„Bewusstsein für zeitgenössischen Tanz schaffen“
Vor zehn Jahren wurde RedSapata als Vernetzungsstelle für Tanzschaffende gegründet. Die Initiative bietet Tänzern einen Proberaum und interessierten Laien die Möglichkeit, bei Workshops in die Welt des Tanzes einzutauchen.
„Der Grundgedanke war, dass es im professionellen Tanzkunstschaffen oft wenig Ressourcen und Orte zur Vernetzung gibt. Wir wollten Strukturen schaffen, damit die freie Tanzszene in Linz und Oberösterreich gut arbeiten kann“, sagt Ilona Roth. Die heute 35-Jährige hatte damals gerade ihr Studium an der Anton Bruckner Privatuniversität abgeschlossen. „Ich hatte überhaupt kein Netzwerk und habe gemerkt, dass es meinen Kollegen genauso ging.“ Gemeinsam mit Emmanuelle Vinh gründete sie kurzerhand RedSapata.
Volles Risiko
Angefangen hat alles in einer Galerie im Lenaupark, wo RedSapata erstmals den Tanzboden auflegte. Kurz darauf erhielt der Verein die Möglichkeit, Räumlichkeiten am Hauptplatz anzumieten. „Wir haben den Mietvertrag angemietet, ohne eine einzige Förderzusage zu haben.
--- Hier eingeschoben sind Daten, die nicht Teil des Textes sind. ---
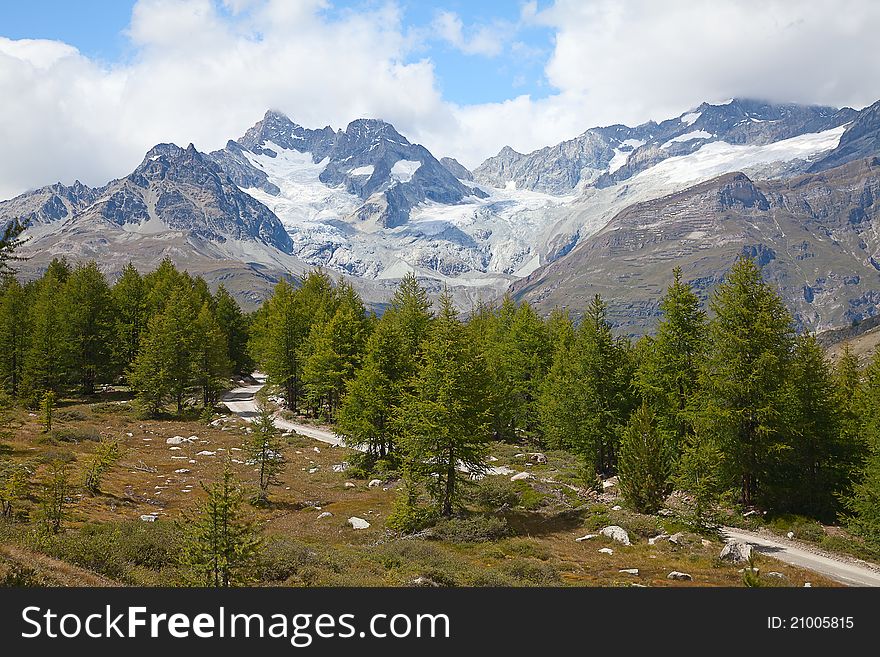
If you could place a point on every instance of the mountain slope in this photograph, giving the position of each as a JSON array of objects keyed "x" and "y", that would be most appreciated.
[
  {"x": 816, "y": 237},
  {"x": 861, "y": 139},
  {"x": 610, "y": 155},
  {"x": 177, "y": 203},
  {"x": 370, "y": 160}
]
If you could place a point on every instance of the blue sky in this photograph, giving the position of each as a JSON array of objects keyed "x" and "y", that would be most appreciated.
[
  {"x": 89, "y": 86},
  {"x": 97, "y": 28}
]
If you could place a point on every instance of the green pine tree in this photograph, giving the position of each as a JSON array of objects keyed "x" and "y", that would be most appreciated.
[
  {"x": 699, "y": 472},
  {"x": 88, "y": 317},
  {"x": 14, "y": 335},
  {"x": 263, "y": 449},
  {"x": 335, "y": 349},
  {"x": 279, "y": 330},
  {"x": 751, "y": 348},
  {"x": 645, "y": 462},
  {"x": 410, "y": 310},
  {"x": 444, "y": 422},
  {"x": 234, "y": 325},
  {"x": 130, "y": 304},
  {"x": 10, "y": 241},
  {"x": 668, "y": 375},
  {"x": 164, "y": 365},
  {"x": 210, "y": 360},
  {"x": 45, "y": 367},
  {"x": 222, "y": 546},
  {"x": 374, "y": 393}
]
Wir sind damals volles Risiko eingegangen, nicht nur finanziell. Zum Glück hat sich dann Stück für Stück alles gefügt. Ohne ein bisschen Wahnsinn geht es ja auch nicht.“ Schon damals war es das Ziel, auch Publikumsaufbau zu betreiben. „Wir wollen Bewusstsein für zeitgenössischen Tanz schaffen“, sagt Roth. Das passiert etwa durch Kurse und Workshops, bei denen Laien die Möglichkeit erhalten, die Welt des Tanzes zu entdecken. Wer dabei reinschnuppert, interessiert sich dann oft auch dafür, was die Linzer Tanzszene sonst noch zu bieten hat, und besucht entsprechende Aufführungen. Die Bemühungen zeigen inzwischen Erfolge: „Das Bewusstsein für Tanz als Kunstform ist in den vergangenen Jahren sicher gewachsen“, so Roth.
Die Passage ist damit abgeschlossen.